Tiananmen Revisited
In the early hours of 4 June 1989, soldiers from the People’s Liberation Army opened fire on a pro-democracy protest in Tiananmen Square, killing untold hundreds of people. Twenty five years on, the event has been commemorated around the world, but how does China remembers this defining moment in the country’s history?
We will be joined by a panel including the award-winning journalist Louisa Lim, whose book The People’s Republic of Amnesia charts how events unfolded that night, revealing previously unknown details.
Whilst looking back, we will also trace the effect the crackdown had on society then and the impact it continues to have today. We will explore how the events of twenty five years ago have shaped national identity in China.
Chaired by Paul French, an author and a widely published analyst and commentator on Asia, Asian politics and current affairs. He is author of North Korea: State of Paranoia and the international bestseller Midnight in Peking.
The panel:
Louisa Lim as an award-winning journalist who has reported from China for a decade, most recently for National Public Radio. Previously she was the BBC’s Beijing correspondent. She is author of The People’s Republic of Amnesia: Tiananmen Revisited.

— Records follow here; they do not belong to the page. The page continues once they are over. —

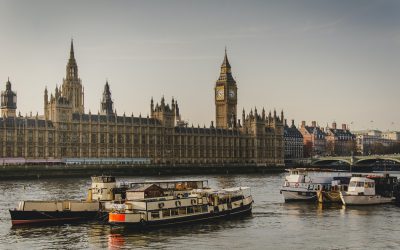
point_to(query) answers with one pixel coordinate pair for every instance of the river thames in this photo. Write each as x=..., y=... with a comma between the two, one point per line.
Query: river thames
x=273, y=224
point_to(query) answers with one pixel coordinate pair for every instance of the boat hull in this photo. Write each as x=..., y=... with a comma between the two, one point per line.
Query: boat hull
x=241, y=211
x=329, y=197
x=53, y=217
x=298, y=195
x=365, y=199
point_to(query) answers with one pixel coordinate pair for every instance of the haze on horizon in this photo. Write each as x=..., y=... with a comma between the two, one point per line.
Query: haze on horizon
x=315, y=59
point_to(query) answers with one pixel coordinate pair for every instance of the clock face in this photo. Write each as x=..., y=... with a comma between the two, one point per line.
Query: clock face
x=231, y=93
x=219, y=93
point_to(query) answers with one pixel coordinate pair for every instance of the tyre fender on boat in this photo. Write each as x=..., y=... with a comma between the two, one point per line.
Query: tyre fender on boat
x=143, y=222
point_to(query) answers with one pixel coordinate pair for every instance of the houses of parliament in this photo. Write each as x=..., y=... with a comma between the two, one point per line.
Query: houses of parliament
x=66, y=131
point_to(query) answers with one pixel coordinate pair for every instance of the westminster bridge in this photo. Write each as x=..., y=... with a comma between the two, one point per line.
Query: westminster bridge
x=356, y=160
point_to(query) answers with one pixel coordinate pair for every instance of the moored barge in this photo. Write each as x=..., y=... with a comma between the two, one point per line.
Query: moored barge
x=150, y=205
x=101, y=196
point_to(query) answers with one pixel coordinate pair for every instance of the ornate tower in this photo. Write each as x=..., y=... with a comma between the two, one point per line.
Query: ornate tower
x=8, y=101
x=107, y=105
x=72, y=85
x=225, y=97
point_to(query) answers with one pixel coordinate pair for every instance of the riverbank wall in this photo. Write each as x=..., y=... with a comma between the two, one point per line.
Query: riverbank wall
x=8, y=172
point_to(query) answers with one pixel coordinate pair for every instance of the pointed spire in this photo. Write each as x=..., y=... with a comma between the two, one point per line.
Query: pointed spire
x=71, y=52
x=226, y=74
x=225, y=63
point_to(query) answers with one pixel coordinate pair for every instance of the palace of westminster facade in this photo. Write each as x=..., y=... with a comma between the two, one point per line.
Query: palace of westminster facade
x=66, y=131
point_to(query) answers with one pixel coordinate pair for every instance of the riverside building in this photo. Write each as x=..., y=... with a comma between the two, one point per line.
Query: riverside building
x=65, y=131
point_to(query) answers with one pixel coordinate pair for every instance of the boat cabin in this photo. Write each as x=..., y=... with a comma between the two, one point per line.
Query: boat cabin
x=144, y=192
x=362, y=185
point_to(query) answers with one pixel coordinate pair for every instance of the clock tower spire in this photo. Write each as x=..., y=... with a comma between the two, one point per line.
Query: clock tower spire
x=225, y=97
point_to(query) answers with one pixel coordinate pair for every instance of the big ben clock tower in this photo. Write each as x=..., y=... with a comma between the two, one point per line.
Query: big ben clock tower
x=225, y=97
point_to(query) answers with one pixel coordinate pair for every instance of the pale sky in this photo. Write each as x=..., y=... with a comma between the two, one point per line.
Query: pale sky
x=317, y=60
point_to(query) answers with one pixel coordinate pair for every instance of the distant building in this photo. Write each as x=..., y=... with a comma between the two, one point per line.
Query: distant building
x=391, y=135
x=339, y=142
x=313, y=139
x=66, y=131
x=371, y=142
x=293, y=142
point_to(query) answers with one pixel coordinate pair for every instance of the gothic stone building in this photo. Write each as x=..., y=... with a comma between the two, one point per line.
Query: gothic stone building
x=66, y=131
x=293, y=139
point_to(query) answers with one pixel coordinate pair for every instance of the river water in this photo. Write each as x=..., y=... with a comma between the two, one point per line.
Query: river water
x=273, y=224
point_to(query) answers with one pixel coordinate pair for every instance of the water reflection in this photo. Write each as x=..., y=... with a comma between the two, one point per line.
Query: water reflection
x=274, y=224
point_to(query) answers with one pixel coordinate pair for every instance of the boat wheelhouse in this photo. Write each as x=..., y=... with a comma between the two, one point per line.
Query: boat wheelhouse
x=302, y=184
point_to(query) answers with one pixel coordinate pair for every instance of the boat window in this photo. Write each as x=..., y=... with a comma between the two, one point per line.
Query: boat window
x=174, y=211
x=166, y=213
x=155, y=215
x=182, y=210
x=197, y=209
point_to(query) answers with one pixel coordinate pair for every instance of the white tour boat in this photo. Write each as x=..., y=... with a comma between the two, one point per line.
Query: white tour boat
x=302, y=184
x=175, y=202
x=362, y=190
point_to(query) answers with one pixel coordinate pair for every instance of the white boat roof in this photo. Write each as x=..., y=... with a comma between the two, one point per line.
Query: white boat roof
x=170, y=181
x=235, y=189
x=359, y=179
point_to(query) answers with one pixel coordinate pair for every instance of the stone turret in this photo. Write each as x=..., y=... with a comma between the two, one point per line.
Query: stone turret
x=8, y=101
x=107, y=104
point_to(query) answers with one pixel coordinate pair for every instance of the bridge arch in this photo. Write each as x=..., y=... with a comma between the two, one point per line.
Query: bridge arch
x=322, y=161
x=396, y=160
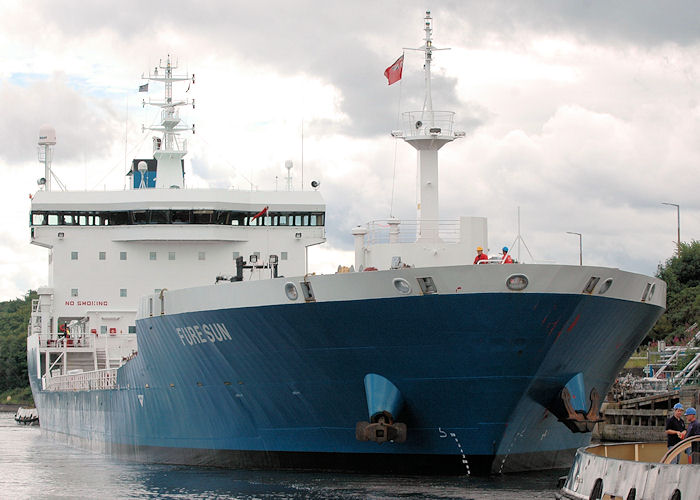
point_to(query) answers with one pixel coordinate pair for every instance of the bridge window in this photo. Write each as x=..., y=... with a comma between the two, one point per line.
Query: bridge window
x=176, y=216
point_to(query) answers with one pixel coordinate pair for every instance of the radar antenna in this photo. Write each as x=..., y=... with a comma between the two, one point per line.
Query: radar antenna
x=170, y=151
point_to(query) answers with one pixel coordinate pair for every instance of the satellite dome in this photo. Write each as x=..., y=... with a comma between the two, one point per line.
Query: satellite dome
x=47, y=135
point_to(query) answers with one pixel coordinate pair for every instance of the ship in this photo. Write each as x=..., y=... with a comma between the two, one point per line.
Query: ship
x=182, y=325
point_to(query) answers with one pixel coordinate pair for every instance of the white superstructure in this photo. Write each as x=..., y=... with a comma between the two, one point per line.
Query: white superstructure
x=109, y=248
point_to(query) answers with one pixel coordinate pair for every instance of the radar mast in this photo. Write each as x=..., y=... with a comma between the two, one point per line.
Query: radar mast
x=169, y=151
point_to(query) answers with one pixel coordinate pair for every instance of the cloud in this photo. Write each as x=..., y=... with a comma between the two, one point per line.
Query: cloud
x=51, y=100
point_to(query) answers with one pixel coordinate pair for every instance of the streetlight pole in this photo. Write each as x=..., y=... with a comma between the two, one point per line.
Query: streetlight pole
x=678, y=211
x=580, y=247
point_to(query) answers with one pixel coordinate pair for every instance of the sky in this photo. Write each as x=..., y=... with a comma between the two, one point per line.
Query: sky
x=582, y=116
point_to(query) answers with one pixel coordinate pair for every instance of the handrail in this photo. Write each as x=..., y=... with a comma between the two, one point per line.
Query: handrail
x=85, y=381
x=679, y=448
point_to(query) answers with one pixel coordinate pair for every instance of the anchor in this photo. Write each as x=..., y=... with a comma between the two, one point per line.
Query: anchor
x=384, y=401
x=567, y=402
x=578, y=420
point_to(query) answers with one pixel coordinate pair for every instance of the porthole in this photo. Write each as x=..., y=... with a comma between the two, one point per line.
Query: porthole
x=402, y=286
x=291, y=290
x=605, y=286
x=517, y=282
x=590, y=286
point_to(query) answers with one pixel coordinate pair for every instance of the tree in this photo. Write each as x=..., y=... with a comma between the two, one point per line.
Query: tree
x=682, y=275
x=14, y=319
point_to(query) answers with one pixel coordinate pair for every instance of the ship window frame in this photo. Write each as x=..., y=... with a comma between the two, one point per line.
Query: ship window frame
x=291, y=291
x=591, y=284
x=308, y=291
x=517, y=282
x=605, y=286
x=427, y=285
x=652, y=289
x=402, y=286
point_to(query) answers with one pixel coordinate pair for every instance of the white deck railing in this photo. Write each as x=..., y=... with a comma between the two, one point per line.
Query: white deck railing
x=378, y=231
x=86, y=381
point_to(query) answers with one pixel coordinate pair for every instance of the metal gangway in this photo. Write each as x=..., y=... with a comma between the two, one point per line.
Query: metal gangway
x=686, y=374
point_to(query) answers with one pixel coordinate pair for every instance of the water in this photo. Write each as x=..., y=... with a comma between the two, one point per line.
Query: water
x=32, y=466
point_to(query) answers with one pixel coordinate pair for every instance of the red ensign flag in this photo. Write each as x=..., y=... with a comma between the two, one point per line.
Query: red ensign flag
x=393, y=72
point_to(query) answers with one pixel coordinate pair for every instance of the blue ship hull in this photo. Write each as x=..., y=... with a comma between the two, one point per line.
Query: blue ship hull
x=282, y=386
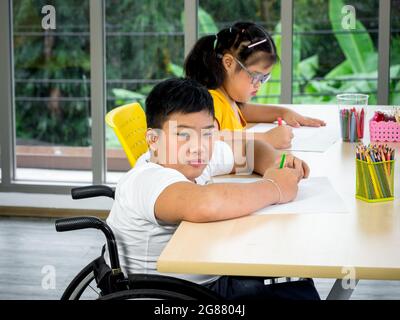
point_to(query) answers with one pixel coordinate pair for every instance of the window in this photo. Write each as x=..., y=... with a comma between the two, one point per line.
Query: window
x=52, y=91
x=333, y=52
x=144, y=44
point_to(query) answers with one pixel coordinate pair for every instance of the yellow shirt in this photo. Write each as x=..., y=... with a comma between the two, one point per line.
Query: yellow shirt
x=224, y=114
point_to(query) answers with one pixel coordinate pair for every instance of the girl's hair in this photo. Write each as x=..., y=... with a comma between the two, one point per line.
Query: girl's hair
x=242, y=40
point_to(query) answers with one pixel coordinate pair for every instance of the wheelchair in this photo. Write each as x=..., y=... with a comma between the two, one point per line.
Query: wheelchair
x=107, y=282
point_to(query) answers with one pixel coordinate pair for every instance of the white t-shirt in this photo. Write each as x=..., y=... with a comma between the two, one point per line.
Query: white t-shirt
x=140, y=236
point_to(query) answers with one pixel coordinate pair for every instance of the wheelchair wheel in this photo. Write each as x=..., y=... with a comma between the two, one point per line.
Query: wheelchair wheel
x=83, y=286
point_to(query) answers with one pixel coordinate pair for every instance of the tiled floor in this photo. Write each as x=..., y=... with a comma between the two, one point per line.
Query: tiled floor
x=32, y=252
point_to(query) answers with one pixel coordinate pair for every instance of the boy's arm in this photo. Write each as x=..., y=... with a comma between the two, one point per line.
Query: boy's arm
x=264, y=113
x=190, y=202
x=250, y=154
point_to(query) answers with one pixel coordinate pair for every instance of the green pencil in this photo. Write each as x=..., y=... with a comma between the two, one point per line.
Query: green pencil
x=282, y=164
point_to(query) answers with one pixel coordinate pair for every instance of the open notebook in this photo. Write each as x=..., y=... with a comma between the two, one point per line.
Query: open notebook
x=316, y=195
x=305, y=138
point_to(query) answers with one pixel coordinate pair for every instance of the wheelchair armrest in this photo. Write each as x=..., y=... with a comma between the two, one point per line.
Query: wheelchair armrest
x=153, y=281
x=92, y=191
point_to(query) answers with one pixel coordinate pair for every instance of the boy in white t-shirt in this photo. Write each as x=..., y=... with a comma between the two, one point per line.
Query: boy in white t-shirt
x=170, y=183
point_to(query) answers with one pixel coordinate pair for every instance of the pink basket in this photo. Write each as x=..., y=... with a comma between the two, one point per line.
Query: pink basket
x=384, y=131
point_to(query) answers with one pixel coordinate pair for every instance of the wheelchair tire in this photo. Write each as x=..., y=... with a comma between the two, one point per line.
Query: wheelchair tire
x=80, y=284
x=146, y=294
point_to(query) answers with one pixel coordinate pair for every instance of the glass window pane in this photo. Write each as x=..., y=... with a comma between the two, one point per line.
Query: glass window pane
x=144, y=44
x=395, y=55
x=332, y=51
x=215, y=15
x=52, y=90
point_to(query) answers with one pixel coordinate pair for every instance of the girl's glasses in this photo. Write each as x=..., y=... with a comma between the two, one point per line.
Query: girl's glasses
x=255, y=76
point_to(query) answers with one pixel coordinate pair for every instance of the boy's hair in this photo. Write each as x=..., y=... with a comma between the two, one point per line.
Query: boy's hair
x=242, y=40
x=176, y=95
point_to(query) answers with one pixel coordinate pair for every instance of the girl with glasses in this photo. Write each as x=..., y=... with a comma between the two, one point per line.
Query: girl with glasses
x=232, y=65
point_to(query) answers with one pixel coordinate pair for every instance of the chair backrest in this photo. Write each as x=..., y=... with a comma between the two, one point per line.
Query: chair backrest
x=129, y=125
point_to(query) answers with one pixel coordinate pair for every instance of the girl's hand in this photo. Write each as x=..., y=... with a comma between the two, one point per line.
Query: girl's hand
x=295, y=163
x=279, y=137
x=296, y=120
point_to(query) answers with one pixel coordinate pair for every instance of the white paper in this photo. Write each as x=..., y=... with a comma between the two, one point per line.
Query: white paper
x=315, y=195
x=305, y=138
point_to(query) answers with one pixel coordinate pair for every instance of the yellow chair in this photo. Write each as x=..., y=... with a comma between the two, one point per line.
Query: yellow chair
x=129, y=125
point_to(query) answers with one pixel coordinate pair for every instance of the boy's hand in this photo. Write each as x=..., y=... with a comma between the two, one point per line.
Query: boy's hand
x=294, y=162
x=296, y=120
x=287, y=180
x=279, y=137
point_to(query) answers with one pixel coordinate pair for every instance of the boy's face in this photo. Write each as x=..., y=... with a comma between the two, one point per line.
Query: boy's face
x=185, y=143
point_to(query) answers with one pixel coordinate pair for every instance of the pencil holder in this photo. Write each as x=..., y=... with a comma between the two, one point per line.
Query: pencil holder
x=384, y=131
x=375, y=181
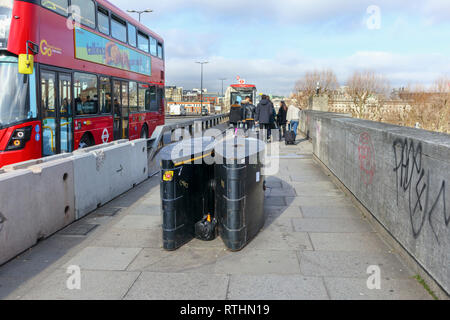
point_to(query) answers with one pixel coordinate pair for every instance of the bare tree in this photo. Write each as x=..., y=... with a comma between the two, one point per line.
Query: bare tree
x=440, y=105
x=306, y=86
x=368, y=92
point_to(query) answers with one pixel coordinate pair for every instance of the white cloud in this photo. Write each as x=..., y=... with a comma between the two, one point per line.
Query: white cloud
x=277, y=77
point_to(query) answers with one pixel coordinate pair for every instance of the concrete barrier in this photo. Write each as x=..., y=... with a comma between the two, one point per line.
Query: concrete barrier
x=101, y=174
x=400, y=175
x=34, y=203
x=40, y=197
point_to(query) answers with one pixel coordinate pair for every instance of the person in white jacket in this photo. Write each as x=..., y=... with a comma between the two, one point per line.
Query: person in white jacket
x=293, y=117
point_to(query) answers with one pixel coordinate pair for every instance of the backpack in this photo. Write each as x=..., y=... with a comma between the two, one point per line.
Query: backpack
x=289, y=137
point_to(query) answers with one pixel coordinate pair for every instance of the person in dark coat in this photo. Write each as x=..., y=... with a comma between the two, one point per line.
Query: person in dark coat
x=235, y=114
x=263, y=114
x=281, y=117
x=249, y=110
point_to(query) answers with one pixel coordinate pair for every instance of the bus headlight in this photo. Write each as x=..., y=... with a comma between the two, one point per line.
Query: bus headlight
x=19, y=138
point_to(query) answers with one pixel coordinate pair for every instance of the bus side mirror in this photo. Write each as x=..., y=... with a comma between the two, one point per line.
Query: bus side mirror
x=26, y=63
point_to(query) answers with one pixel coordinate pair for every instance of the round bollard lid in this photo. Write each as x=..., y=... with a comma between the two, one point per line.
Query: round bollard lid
x=238, y=148
x=188, y=149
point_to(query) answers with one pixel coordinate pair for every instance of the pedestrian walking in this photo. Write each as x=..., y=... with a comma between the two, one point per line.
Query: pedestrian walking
x=249, y=110
x=235, y=114
x=293, y=117
x=281, y=117
x=263, y=114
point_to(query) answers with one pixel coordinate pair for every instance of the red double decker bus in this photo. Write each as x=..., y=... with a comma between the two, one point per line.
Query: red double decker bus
x=98, y=76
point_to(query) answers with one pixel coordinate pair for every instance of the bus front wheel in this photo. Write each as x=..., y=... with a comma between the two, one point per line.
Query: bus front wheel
x=85, y=142
x=144, y=132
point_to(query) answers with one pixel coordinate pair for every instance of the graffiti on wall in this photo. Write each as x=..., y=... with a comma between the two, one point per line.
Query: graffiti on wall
x=2, y=221
x=413, y=179
x=366, y=154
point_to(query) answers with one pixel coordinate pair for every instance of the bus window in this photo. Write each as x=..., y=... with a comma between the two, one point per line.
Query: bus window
x=85, y=93
x=87, y=12
x=118, y=28
x=160, y=99
x=160, y=51
x=153, y=106
x=132, y=35
x=103, y=20
x=133, y=96
x=59, y=6
x=105, y=95
x=153, y=45
x=141, y=97
x=142, y=41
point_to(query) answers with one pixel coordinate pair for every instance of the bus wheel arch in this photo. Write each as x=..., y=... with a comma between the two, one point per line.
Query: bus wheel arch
x=87, y=140
x=144, y=131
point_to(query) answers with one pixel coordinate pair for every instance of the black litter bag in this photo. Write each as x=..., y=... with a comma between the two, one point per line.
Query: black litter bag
x=205, y=229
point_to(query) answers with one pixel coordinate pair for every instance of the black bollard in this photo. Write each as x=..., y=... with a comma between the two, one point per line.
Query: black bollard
x=239, y=190
x=186, y=192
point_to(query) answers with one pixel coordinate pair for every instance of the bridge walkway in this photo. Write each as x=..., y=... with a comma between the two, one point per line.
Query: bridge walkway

James Miles is the outgoing Beijing bureau chief of The Economist, a position he took up in 2001. He will begin a new appointment in August as The Economist‘s China Editor, based in London. He is the author of The Legacy of Tiananmen: China in Disarray.
Xiaolu Guo is a Chinese novelist and filmmaker. She studied film at the Beijing Film Academy and published six books in China before she moved to London in 2002. She is author of Village of Stone, A Concise Chinese-English Dictionary for Lovers, 20 Fragments of a Ravenous Youth and most recently I Am China.